Over the last few decades, new medical and minimally invasive treatments have become available for symptomatic uterine fibroids. The choice of treatment needs to be individualised depending on underlying symptoms, fibroid size and location, impact on fertility, history of previous treatments and the possible need for repeat interventions.
Over the last two decades, uterine artery embolisation (UAE) and magnetic resonance imaging-focused high intensity ultrasound (MRgFUS) are two modalities that have emerged as viable alternatives to surgical treatments for uterine fibroids.
UAE involves the placement of an angiographic catheter into the uterine arteries via a common femoral artery approach and injection of embolic particles, such as polyvinyl alcohol particles, until the flow becomes sluggish in both uterine arteries. The fibroids shrink as a result of ischaemic necrosis but blood supply to the uterus is preserved via collateral vessels.

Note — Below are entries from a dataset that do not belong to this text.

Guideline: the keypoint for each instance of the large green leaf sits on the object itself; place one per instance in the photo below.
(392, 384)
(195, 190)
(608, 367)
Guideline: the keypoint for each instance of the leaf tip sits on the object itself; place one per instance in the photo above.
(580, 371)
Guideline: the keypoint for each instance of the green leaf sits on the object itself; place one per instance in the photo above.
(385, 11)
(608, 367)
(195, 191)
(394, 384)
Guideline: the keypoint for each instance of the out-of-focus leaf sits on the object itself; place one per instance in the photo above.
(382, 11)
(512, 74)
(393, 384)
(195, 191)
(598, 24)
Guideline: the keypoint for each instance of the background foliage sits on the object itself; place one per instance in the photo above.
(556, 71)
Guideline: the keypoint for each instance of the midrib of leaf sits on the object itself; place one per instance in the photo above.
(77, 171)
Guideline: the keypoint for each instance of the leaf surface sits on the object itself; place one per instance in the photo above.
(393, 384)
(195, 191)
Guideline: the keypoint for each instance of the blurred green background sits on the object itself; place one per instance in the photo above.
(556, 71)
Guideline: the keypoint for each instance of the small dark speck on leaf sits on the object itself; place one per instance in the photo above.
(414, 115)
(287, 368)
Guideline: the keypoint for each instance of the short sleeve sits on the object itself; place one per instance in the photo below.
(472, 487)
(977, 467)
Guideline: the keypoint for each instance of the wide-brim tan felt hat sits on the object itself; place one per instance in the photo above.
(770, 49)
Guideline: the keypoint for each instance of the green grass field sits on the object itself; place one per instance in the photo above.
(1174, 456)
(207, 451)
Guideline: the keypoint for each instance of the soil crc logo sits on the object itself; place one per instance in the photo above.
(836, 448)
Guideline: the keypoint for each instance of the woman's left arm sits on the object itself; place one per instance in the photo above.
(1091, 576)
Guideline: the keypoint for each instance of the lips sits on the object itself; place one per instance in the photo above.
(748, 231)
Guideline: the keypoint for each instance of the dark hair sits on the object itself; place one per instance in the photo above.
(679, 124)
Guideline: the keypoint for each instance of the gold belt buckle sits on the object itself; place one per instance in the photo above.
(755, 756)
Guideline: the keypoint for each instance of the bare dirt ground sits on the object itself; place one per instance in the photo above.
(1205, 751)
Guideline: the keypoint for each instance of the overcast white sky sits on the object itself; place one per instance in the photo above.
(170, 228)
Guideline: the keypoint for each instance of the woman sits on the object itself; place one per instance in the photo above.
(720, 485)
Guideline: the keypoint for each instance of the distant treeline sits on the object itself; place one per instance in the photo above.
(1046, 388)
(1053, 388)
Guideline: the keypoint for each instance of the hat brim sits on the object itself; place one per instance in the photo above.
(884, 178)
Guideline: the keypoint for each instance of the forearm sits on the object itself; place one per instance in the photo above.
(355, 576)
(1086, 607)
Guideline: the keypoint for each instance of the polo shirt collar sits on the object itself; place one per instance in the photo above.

Because the technique aims to achieve fibroid shrinkage rather than removal, it is less effective in the case of large fibroids associated with pressure symptoms. Most patients experience moderate to severe ischaemic pain up to 12 hours after the procedure, which then gradually decreases over the next 12 hours.
Patients can usually return to normal activities within one to two weeks. Main complications of UAE include ‘post embolisation syndrome’ (fever, nausea, vomiting and pain), vaginal expulsion of an infarcted fibroid (approximately 10% of cases) and intrauterine infection (<1% of procedures).3,4 Other concerns associated with UAE are its effects on the reproductive system. The use of the procedure needs to be balanced against the possible loss of ovarian reserve with scarce data on pregnancy outcomes. It has been suggested that UAE could reduce blood flow to the normal uterine tissue and ovaries resulting in reduced ovarian reserve, impaired placentation and increased risks of miscarriage/post-partum haemorrhage.3
Although the rates of induction of premature ovarian insufficiency following UAE remain very infrequent, there are concerns about subclinical diminution of ovarian functional reserve. Data from randomised trials and prospective case series suggest that degradation of ovarian function may occur after UAE, and is concentrated in women older than 45 years, with little evidence of impact in women younger than 40 years of age.5
A Cochrane review assessed the benefits and risks of UAE versus other medical or surgical interventions for symptomatic uterine fibroids.6 Seven randomised controlled trials (RCTs) including 793 women were included in this review. Three trials compared UAE with abdominal hysterectomy, two trials compared UAE with myomectomy, and two trials compared UAE with either type of surgery (53 hysterectomies and 62 myomectomies).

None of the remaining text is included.